Consultor Eletrônico

Status: Unverified

SYMPTOM(s):

SSL Socket connection fails with errors 9318, 9407 in OpenEdge 10.1A / 10.1B

Secure Socket Layer (SSL) failure. error code <err_number>: <ssl_error_message> (9318)

Secure Socket Layer (SSL) failure. error code 0: Unknown network error (9318)

Connection failure for host <host_name> port <port> transport <transport_name>. (9407)
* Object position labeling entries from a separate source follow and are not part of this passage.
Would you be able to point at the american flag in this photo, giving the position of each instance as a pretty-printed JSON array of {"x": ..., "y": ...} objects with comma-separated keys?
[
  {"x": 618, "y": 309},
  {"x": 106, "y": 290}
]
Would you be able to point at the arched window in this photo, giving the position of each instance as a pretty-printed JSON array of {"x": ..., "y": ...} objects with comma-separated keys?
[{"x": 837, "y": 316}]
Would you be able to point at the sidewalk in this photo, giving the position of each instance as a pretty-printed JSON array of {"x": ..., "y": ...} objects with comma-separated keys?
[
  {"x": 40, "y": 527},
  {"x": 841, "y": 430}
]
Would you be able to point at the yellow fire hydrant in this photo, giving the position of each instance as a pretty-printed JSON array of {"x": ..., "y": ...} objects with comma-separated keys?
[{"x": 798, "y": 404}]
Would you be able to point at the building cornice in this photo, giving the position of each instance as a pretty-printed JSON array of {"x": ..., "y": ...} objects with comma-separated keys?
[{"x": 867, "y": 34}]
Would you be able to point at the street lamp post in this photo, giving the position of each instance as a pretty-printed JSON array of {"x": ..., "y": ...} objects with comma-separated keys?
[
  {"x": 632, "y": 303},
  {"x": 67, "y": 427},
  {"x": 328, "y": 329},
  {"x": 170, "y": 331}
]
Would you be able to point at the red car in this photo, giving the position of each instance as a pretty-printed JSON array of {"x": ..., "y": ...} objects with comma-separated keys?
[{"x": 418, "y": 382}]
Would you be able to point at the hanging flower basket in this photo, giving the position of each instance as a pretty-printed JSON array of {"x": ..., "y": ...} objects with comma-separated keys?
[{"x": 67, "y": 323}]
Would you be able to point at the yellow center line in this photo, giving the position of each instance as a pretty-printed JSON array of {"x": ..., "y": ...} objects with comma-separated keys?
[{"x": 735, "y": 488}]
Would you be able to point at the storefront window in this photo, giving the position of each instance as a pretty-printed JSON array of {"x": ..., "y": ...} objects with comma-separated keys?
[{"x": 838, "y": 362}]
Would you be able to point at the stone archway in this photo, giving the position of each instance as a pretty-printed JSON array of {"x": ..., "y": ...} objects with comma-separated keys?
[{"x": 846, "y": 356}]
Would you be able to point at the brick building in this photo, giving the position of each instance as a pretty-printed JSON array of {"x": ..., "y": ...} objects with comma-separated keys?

Following entries are recorded in cert.client.log when SSLSYS_DEBUG_LOGGING=4 is set:

[DDD MMM DD HH:MM:SS YYYY] ID-0x01b59008 CTX-0x00000000 BIO-0x00000000 INFO --- Initialized client logging
[DDD MMM DD HH:MM:SS YYYY] ID-0x01b59008 CTX-0x00000000 BIO-0x00000000 INFO --- Enabling SSL Client session reuse
[DDD MMM DD HH:MM:SS YYYY] ID-0x01b59008 CTX-0x01b5b1b0 BIO-0x00000000 ERROR --- SSL Client connect failure to host: <hostname> and port: <port> error (268857450) SIO routines

FACT(s) (Environment):

Using following code to create secure socket and connect:

CREATE SOCKET hWebSocket.
hWebSocket:CONNECT('-ssl -H <hostname> -S <port>').
Starting session with -sslverify (values 0-4) has no effect
Same code works as expected in OpenEdge 10.1C; a secure socket connection is established
Same code works as expected in OpenEdge 10.1A on IBM AIX; a secure socket connection is established
Same code works as expected in OpenEdge 10.1A on Linux; a secure socket connection is established
IBM AIX and Linux use OpenSSL libraries
Other operating systems (HP-UX, Solaris, Windows) use RSA libraries
OpenEdge 10.1A
OpenEdge 10.1B
HP-UX
Solaris
Windows

CAUSE:

The exact cause is unknown at the time of this writing but is likely related to a difference between how RSA libraries handle SSL compared to OpenSSL libraries, given that the same code that fails in 10.1A on Windows (RSA) works when executed in 10.1A on Red Hat Linux (OpenSSL).

FIX:

Add the -nohostverify parameter to the connection parameters used in the CONNECT() method:

CREATE SOCKET hWebSocket.
hWebSocket:CONNECT('-ssl -nohostverify -H <hostname> -S <port>').